As such, the therapy works by delivering deruxtecan directly to HER2-positive cancer cells, improving specificity and reducing off-target effects when compared with conventional chemotherapy.

The conditional approval was based on positive data from the first 184 women with HER2-positive metastatic breast cancer treated with Enhertu (5.4 mg/kg) in the DESTINY-Breast01 Phase 2 clinical trial (NCT03248492).

The international, open-label, single-arm study included adults who had been previously treated with at least two prior HER2 therapy regimens, including the antibody-drug conjugate Kadcycla (ado-trastuzumab emtansine).

Data presented at the 2020 San Antonio Breast Cancer Symposium showed that 61.4% of these women had responded to Enhertu after a median follow-up of 20.5 months (over 1.5 years). Complete responses — meaning cancer elimination — were achieved by 6.5% of participants, while partial responses, or significant tumor shrinkage, were observed in 54.9%.

Treatment responses lasted a median of 20.8 months and women lived without signs of disease progression — called progression-free survival — for a median of 19.4 months.
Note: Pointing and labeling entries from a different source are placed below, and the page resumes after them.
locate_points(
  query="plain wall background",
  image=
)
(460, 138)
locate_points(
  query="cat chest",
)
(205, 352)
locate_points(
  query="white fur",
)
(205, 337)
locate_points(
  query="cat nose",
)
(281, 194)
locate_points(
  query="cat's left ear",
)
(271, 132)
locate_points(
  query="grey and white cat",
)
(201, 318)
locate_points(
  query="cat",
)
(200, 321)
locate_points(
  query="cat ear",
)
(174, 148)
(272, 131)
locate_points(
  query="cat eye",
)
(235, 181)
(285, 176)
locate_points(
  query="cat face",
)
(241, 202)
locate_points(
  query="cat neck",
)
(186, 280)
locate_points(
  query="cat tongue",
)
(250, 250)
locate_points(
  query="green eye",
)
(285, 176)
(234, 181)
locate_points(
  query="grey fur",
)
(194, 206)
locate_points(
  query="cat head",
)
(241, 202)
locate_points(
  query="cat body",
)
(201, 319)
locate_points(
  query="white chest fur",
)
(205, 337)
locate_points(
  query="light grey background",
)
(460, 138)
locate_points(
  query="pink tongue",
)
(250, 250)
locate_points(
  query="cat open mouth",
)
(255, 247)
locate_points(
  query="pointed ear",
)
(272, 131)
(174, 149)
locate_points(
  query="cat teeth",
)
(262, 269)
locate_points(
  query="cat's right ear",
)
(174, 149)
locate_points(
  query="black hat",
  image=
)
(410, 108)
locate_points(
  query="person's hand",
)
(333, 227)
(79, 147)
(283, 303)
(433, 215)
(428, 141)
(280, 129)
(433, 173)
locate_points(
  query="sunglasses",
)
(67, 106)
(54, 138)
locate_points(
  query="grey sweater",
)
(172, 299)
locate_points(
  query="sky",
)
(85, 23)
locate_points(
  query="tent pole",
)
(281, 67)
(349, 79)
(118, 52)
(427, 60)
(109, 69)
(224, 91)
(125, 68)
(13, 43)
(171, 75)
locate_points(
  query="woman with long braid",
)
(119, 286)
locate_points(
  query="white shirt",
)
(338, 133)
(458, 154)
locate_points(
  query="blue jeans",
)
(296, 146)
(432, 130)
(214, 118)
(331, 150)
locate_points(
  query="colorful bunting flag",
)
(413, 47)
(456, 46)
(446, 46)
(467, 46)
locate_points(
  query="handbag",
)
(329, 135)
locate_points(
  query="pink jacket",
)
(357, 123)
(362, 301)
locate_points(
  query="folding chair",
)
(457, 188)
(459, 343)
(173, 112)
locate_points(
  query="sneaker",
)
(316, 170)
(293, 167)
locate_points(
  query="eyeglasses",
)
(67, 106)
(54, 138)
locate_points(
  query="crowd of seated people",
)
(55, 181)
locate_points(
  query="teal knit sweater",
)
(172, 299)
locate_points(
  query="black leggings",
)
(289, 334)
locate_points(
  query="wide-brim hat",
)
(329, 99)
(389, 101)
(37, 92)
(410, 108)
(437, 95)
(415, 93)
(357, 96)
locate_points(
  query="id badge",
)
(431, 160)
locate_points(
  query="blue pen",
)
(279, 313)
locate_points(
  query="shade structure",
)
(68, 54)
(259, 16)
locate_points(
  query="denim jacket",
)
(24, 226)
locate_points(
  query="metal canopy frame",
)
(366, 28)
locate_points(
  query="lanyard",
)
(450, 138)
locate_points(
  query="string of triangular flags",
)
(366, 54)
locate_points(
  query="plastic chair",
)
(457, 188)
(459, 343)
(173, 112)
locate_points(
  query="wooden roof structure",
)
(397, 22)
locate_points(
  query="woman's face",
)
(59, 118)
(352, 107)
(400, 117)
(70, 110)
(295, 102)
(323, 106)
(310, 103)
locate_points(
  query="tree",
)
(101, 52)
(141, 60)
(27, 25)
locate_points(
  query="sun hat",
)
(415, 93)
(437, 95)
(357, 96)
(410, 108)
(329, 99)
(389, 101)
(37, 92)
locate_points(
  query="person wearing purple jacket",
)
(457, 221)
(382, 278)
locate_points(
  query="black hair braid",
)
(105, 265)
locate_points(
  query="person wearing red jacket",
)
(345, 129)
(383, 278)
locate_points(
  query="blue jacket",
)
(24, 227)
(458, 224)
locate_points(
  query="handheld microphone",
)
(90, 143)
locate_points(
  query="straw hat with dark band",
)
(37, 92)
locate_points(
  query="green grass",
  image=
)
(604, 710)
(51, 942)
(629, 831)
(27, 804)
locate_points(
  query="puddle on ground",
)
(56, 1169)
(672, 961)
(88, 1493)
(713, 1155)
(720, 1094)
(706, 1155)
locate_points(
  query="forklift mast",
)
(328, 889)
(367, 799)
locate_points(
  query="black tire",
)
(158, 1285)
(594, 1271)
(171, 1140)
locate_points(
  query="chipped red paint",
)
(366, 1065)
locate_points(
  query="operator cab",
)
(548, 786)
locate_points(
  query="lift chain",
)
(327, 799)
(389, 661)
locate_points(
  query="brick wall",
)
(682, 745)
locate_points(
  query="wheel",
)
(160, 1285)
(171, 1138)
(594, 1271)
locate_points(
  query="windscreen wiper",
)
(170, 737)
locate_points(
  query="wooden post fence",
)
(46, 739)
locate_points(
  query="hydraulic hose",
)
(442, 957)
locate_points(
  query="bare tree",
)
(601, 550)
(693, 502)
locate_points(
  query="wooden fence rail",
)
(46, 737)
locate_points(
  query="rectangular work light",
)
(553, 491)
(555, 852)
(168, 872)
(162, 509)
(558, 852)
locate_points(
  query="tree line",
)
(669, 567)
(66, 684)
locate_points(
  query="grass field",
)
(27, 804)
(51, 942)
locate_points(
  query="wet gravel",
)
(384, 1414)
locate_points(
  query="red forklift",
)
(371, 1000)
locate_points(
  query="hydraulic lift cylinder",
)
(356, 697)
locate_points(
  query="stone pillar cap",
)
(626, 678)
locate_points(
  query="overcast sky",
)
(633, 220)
An exploratory analysis also showed that 74% of patients were estimated to be alive at 1.5 years.

These findings are in line with previously reported 11-month data showing a response rate of 60.9%, median response duration of 14.8 months, and a median progression-free survival of 16.4 months.

“The DESTINY-Breast01 trial showed a breadth, depth and durability of response not previously seen in this patient population,” said Fabrice André, MD, PhD, head of research for the department of medical oncology at Gustave Roussy Cancer Campus, in France.

In addition, a pooled safety analysis of 234 patients who received at least one dose of Enhertu in DESTINY-Breast01 and in a prior Phase 1 trial (NCT02564900) indicated that the therapy was generally well-tolerated.

The most common adverse events included nausea, fatigue, vomiting, hair loss, constipation, decreased appetite, anemia,  low white blood cell count, diarrhea, low platelet count, cough, and headache.

Lung tissue scarring — called interstitial lung disease, or ILD — or inflammation known as pneumonitis were reported in 15% of patients; 2.6% of them died from ILD.

“We will continue to explore the potential of Enhertu in this setting, as well as in earlier lines of treatment and stages of disease, with the ambition of improving the lives of patients with HER2-targetable breast cancer,” Fredrickson said.

Besides the confirmatory DESTINY-Breast02 trial, Enhertu is being evaluated in other Phase 3 trials.

It’s being tested as a second-line therapy in the DESTINY-Breast03 study (NCT03529110), and for the treatment of HER2-low breast cancer in the DESTINY-Breast04 study (NCT03734029).  In the DESTINY-Breast05 study (NCT04622319), it’s being assessed as an add-on treatment for patients with high-risk HER2-positive early breast cancer.

Additional ongoing trials are testing the therapy in combination with other anti-cancer medicines in HER2-positive and HER2-low metastatic breast cancer.